I fatti di cronaca nera che in questo periodo (e non solo) hanno riempito dilaganti gli organi di informazione rimbalzando da un notiziario all’altro, da un talk a un quotidiano, riportano alla ribalta la figura di Antigone. I miti, da sempre, ci hanno permesso di comprendere l’operato della natura umana svelandone i lati bui, le angolazioni celate, gli algoritmi indefiniti e le declinazioni improvvise. Parlare del mito di Antigone non è solo ricordare la storia di una ragazza che da sola ebbe il coraggio di contrastare leggi dello Stato da lei ritenute ingiuste ma è anche guardare come la potenza dell’esserci può diventare una ribellione romantica e solitaria contro il dominio ingiusto di un tiranno senza limiti. Oggi più che mai “il tiranno” ha mille volti che si schiudono nella notte oscura dell’amina conducendo all’interno di un mondo crudele dove la violenza ne è l’architetto indiscusso. Eppure, in ogni anima ferita, violata, trapassata dal dolore c’è un’Antigone, anche se non sempre si esprime e svela.

 

“Non pensavo che i tuoi editti avessero tanta forza, che un mortale potesse trasgredire le leggi non scritte ed incrollabili degli dèi. Infatti, queste non sono di oggi o di ieri, ma sempre vivono, e nessuno sa da quando apparvero” sebbene “il nemico non è mai caro, neppure quando sia morto”.

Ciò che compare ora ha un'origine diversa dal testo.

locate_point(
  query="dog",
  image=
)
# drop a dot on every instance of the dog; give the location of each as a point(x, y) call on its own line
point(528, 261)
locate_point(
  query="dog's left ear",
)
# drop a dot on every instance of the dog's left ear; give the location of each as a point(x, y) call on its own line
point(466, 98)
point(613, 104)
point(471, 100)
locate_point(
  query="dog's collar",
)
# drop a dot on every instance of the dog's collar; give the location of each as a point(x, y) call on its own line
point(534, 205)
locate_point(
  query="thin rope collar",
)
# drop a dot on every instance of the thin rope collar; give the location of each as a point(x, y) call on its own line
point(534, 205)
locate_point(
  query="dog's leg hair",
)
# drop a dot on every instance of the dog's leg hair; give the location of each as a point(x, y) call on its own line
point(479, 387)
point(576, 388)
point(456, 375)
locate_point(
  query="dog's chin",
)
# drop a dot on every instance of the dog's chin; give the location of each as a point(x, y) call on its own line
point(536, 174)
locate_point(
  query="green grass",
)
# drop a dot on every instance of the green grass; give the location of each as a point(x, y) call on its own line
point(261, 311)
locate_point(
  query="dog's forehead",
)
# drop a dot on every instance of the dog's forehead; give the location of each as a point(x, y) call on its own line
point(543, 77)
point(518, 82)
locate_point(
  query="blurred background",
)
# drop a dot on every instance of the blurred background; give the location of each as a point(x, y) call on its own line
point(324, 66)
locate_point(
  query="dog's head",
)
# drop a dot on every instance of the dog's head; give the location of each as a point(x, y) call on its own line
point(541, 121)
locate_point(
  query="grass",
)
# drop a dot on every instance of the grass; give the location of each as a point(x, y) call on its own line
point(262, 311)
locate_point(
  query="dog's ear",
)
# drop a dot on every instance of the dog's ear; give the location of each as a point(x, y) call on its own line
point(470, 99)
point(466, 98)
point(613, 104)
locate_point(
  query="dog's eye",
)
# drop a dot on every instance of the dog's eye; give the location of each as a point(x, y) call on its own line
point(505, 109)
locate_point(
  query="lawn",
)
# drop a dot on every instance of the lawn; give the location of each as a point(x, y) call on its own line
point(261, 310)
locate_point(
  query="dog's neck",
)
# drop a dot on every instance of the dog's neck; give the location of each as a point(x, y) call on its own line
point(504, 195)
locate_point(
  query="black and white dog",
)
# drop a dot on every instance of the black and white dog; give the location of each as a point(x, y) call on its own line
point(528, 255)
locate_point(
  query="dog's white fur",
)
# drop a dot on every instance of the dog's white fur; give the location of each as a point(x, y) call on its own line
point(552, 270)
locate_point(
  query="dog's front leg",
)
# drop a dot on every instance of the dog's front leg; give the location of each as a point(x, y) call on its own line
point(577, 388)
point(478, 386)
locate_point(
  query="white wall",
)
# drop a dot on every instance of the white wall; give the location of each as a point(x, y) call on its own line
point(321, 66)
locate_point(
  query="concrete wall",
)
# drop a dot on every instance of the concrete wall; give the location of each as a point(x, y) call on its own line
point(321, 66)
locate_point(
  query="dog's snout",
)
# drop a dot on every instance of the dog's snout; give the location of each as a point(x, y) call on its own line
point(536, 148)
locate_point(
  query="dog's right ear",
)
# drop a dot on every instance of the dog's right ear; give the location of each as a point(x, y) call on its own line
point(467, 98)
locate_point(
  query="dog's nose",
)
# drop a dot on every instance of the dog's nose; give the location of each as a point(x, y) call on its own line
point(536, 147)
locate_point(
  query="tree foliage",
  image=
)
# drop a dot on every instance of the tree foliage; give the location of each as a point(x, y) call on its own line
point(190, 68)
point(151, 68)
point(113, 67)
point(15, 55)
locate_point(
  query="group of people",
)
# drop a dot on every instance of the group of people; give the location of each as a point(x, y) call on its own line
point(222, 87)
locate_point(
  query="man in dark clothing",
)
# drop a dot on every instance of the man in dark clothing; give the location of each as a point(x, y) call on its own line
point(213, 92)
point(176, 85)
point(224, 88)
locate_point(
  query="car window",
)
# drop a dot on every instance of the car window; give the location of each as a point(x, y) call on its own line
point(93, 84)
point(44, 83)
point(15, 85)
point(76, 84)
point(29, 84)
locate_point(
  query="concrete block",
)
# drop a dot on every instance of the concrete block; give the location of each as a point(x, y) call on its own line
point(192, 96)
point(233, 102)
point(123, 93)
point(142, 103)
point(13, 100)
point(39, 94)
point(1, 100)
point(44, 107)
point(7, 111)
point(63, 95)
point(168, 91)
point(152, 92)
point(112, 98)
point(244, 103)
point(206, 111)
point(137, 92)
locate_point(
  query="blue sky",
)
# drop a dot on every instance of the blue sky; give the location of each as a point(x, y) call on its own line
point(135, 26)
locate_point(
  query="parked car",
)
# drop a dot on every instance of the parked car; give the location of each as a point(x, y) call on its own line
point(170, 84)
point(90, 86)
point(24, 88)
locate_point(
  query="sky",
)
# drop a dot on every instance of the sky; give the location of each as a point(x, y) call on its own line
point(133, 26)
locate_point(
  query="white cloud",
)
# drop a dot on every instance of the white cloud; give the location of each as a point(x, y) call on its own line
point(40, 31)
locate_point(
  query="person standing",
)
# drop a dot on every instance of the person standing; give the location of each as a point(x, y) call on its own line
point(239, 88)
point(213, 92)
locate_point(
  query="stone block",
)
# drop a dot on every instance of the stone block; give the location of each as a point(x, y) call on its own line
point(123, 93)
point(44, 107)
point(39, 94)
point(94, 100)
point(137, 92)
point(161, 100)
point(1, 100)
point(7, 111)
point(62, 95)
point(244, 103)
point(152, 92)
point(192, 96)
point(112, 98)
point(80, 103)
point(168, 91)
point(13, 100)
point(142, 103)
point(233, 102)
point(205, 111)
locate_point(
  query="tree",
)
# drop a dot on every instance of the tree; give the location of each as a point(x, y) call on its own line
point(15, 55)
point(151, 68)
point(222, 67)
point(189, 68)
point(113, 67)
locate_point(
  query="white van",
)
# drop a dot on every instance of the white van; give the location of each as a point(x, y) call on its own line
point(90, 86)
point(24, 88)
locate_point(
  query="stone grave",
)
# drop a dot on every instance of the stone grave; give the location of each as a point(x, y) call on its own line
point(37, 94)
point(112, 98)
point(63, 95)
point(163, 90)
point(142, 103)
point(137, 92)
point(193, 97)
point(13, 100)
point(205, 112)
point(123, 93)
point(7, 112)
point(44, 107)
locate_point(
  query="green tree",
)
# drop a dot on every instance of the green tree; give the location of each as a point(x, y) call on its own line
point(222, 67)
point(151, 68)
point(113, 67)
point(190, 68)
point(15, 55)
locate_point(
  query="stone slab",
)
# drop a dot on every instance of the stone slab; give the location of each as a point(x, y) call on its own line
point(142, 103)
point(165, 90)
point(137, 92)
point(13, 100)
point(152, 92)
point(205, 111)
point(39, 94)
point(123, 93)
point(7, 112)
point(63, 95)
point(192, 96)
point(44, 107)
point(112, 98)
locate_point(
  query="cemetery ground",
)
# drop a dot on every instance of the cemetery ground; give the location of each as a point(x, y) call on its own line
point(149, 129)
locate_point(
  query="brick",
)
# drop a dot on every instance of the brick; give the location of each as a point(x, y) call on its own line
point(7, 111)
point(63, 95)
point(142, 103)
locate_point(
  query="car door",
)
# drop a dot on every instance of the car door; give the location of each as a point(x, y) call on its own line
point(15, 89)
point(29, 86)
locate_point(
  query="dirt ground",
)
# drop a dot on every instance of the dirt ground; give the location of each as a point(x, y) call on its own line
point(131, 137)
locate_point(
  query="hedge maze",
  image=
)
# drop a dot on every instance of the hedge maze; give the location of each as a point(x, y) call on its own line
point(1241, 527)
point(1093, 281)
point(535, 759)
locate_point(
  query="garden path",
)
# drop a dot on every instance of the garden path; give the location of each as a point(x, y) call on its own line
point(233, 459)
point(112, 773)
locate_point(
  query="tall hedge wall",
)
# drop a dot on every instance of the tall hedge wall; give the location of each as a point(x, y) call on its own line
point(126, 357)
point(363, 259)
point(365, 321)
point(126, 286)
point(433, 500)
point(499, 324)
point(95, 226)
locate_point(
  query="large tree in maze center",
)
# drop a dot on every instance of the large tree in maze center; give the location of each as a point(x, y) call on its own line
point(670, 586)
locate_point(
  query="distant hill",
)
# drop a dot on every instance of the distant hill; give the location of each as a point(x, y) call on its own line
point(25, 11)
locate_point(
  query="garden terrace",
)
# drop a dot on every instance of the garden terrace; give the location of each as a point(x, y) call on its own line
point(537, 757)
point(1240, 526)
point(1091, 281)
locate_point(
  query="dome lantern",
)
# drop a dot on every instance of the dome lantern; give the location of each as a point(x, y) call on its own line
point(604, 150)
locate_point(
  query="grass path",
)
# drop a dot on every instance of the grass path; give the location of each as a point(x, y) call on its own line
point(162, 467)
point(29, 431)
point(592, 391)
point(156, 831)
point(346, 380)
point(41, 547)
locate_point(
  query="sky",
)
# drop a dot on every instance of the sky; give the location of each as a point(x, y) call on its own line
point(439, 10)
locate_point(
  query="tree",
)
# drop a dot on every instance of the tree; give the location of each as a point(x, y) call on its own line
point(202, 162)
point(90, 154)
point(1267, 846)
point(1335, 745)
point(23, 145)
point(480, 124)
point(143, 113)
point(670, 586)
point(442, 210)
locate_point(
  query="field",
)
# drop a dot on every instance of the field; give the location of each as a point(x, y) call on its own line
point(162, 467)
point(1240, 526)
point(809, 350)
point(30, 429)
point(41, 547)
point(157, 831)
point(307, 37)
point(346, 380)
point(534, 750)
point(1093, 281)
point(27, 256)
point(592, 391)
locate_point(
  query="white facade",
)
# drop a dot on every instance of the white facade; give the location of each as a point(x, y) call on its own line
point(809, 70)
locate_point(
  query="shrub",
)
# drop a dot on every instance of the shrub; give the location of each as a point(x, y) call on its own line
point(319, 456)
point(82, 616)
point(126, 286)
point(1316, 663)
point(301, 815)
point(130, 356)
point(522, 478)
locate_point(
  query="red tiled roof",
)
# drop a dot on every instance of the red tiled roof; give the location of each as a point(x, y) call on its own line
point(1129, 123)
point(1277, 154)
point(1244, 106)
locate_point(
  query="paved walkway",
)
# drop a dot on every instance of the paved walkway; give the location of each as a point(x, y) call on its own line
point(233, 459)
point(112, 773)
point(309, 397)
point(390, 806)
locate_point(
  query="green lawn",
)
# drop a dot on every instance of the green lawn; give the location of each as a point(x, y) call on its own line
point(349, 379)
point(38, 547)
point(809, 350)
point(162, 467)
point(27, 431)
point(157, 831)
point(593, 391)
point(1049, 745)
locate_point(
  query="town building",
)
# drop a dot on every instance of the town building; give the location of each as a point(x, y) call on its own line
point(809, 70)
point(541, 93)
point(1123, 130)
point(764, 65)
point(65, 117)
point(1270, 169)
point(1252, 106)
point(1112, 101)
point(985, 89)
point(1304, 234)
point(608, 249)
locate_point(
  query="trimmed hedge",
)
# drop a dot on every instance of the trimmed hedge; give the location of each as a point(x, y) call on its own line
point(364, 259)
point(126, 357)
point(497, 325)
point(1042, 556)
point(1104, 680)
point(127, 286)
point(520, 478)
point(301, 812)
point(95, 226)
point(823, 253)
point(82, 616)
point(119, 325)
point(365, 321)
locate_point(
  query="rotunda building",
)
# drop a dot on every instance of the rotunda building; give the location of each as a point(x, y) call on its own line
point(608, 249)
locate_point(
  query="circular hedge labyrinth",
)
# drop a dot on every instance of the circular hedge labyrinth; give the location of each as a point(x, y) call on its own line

“Non sono nata per condividere l’odio, ma l’amore”, dice con forza Antigone.

Così Antigone fu imprigionata e lasciata morire in carcere. Tiziana Sensi, attrice, regista, autrice, insegnante di recitazione fa un lavoro poderoso riflettendo e riadattando l’opera con una drammaturgia che si pone all’occhio dello spettatore come stimolo e motivazione a riflettere. Guardando la drammaturgia di Tiziana Sensi viene da chiederci: «quando sono stato o stata un’Antigone?», «c’è stato un momento nella mia vita in cui non ho avuto il coraggio di Antigone?». Domande che possono porci in maniera così lucida e travolgente difronte all’accadere del nostro tempo guardando alle infinite declinazioni che si dipanano in un ventaglio di possibilità a volte tragiche altre volte inafferrabili. Tiziana Sensi ci porta con la sua grazia e il suo mistero all’interno del suo lavoro.

Perché Antigone è ancora oggi stimolo di riflessione?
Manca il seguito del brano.